The preferred method for operator protection is to use a protective barrier or to leave the room during radiographic exposure (28). A recent study in Australia reported that two-thirds of the dentists stood behind a protective barrier during exposure (29). In the present study, lead partition was the most commonly used method for environment protection in both general and specialist dental offices. Unfortunately, 14.7% of GDPs and 4.8% of specialists did not use any methods for their own protection.
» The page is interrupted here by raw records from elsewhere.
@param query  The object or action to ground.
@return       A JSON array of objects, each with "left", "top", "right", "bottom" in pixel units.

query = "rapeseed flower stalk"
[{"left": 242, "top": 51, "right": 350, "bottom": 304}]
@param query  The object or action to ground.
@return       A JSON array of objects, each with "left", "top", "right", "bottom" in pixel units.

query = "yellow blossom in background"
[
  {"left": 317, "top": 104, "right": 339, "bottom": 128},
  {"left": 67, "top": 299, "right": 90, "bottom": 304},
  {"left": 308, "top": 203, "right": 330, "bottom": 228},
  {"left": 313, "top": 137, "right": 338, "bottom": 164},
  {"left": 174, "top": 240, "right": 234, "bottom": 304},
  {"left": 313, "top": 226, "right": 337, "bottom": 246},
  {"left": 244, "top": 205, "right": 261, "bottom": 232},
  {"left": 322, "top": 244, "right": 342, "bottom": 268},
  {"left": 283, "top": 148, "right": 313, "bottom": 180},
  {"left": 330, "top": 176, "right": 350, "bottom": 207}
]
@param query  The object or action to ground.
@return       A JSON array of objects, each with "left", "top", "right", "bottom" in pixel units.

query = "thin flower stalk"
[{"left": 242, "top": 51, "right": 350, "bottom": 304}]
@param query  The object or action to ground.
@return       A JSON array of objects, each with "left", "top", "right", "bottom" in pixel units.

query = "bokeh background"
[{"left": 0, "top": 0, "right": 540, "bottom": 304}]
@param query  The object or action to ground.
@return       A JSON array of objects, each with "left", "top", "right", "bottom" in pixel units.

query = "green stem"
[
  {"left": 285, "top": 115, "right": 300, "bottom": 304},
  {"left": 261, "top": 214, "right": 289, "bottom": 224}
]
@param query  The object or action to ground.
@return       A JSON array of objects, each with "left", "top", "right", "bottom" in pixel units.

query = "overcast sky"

Selecting an appropriate exposure time is very important in minimizing patients’ radiation exposure. According to our results, 40.5% of specialist and 30% of GDPs reported that they changed the exposure time for different patients, which was similar to the findings of Shahab et al. (49%) (22). Igluy et al. reported that 70.3% of dentists (general and specialist) set the exposure time according to the location of the tooth (11).

Conclusion

The majority of dentists in this study did not follow the standard radiation protection guidelines. However, it was noticeable that specialist dentists were more likely to use optimal radiographic practice such as digital sensors and paralleling technique with film holders than general dental practitioners. This emphasizes the need for more efficient under- and postgraduate education and strict policies for employing dental radiologic safety measures.

Conflict of Interest

No potential conflict of interest relevant to the present research was reported.

Acknowledgments

This research was supported by a grant (No 930950) provided by the Vice-Chancellor for Research, Mashhad University of Medical Sciences. The paper is a part of the undergraduate thesis of the last author, G.R. (no. 2760).